The promotion for increased LARC access, coupled with LARC uptake evaluation metrics has a two-fold consequence. It endorses LARCs during contraceptive counseling while de-emphasizing efforts to integrate reproductive health services into primary care. While expansion of access to LARCs has the potential to reduce unplanned pregnancies, the history of similar previous efforts is fraught with human rights abuses denying women’s autonomy over their own fertility. These abuses have been especially prevalent among poor women and women of color.

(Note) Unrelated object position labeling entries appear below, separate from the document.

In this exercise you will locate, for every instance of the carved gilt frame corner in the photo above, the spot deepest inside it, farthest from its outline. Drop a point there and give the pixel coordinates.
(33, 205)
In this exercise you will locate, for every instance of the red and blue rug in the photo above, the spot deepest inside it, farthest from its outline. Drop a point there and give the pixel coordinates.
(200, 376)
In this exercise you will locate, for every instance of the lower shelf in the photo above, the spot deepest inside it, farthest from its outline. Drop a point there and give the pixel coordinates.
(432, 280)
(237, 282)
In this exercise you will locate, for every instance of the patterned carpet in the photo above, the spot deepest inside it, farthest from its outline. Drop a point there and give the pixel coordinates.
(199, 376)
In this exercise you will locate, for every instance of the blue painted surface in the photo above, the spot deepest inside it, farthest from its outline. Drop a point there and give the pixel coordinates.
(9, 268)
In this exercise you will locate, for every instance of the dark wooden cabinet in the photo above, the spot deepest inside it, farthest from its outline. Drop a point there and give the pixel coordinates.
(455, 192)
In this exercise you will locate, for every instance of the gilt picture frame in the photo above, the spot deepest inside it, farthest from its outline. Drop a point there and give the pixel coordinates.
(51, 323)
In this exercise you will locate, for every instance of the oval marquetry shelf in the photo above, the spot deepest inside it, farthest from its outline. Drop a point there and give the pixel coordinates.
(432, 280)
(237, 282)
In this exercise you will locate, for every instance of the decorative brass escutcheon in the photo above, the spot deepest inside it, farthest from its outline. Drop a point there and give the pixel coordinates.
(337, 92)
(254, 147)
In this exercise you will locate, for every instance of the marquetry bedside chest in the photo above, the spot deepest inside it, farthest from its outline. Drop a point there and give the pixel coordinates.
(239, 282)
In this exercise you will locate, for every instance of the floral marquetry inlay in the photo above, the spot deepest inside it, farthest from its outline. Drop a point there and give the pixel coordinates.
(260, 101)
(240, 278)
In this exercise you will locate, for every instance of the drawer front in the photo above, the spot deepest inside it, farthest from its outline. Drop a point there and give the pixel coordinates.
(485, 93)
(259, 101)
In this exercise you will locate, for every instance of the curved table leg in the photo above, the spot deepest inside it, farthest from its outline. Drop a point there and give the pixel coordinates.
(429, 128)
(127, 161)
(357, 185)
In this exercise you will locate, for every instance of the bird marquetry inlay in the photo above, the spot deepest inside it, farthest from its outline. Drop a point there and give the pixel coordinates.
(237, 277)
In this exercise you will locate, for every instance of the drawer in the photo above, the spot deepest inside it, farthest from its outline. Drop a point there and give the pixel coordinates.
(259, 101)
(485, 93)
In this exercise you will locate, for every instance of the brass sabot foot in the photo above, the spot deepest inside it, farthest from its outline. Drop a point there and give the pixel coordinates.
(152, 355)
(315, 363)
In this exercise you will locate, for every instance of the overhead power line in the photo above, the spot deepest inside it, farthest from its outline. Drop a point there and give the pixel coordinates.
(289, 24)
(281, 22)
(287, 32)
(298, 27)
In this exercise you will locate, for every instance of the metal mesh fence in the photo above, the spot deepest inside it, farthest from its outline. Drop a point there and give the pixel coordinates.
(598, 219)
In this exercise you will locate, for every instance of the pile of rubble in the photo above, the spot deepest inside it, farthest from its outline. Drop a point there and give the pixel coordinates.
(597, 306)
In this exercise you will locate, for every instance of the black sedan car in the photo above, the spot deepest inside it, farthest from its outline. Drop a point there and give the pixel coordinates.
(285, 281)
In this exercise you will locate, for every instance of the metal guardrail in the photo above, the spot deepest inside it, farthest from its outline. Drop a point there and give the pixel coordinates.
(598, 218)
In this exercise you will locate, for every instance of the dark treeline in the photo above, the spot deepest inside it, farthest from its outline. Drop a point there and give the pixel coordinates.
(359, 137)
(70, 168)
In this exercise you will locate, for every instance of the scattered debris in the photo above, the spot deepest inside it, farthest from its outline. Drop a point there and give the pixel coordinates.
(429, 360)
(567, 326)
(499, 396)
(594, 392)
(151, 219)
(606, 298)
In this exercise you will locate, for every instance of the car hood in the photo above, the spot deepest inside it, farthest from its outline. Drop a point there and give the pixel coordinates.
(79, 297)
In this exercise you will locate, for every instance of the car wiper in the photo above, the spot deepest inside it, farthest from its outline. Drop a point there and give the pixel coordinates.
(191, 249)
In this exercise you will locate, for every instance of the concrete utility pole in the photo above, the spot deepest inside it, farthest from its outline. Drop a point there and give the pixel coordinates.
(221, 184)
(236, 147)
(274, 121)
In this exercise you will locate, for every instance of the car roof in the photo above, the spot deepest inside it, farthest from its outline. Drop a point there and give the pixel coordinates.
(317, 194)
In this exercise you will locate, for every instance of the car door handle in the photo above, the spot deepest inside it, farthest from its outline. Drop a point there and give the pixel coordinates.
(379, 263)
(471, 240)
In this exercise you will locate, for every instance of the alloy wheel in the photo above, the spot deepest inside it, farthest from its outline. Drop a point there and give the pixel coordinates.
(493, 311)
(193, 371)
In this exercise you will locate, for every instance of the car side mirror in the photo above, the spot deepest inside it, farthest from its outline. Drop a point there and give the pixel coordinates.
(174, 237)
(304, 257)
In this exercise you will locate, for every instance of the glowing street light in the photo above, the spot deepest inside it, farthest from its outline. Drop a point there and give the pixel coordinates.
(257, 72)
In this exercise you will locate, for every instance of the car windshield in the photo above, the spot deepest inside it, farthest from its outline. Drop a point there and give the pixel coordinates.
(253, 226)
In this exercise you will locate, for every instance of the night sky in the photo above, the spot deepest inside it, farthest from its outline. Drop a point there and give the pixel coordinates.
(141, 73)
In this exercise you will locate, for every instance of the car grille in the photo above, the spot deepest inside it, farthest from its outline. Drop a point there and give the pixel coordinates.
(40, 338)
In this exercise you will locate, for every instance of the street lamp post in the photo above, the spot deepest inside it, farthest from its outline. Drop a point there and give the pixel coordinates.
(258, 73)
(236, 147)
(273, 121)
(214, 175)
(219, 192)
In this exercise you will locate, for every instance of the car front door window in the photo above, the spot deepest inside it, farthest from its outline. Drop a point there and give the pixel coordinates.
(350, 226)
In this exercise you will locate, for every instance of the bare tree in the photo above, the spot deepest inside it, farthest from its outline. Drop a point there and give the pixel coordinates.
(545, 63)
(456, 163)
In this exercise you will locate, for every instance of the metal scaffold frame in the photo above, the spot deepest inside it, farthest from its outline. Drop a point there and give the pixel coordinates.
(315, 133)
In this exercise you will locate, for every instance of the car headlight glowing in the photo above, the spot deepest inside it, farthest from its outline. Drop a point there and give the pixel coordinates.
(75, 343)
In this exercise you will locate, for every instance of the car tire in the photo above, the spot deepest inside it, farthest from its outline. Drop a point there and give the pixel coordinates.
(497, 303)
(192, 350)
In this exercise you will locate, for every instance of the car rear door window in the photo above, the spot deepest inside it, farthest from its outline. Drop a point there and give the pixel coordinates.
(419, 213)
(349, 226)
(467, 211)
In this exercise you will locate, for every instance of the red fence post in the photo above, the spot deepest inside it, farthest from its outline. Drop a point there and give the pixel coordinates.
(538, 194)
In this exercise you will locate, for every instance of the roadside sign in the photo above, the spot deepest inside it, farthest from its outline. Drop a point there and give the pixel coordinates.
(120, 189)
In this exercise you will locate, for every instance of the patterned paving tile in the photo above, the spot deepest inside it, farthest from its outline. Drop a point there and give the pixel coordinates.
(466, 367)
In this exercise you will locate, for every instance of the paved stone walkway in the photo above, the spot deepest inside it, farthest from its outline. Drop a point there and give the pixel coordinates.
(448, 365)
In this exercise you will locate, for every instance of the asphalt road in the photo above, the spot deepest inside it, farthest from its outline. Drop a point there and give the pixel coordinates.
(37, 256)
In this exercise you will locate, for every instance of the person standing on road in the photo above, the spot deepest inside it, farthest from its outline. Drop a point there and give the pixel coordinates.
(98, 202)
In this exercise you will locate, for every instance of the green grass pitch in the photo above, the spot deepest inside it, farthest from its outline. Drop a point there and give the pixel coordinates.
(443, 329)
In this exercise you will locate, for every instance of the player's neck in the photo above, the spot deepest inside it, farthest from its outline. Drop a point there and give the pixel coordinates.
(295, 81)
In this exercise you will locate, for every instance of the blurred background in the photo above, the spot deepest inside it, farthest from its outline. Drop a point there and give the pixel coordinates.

This is a critical socio-historical moment.
The goal of this project will be to establish a common research and policy agenda for integration of reproductive health services into primary care in New York following reproductive justice principles. Participants will include reproductive justice activists and organizations, women’s health and communities of color advocates, primary care health facility networks, professional family medicine, and obstetric and gynecologist provider organizations, public and private health insurance agencies, and the New York City and State health departments.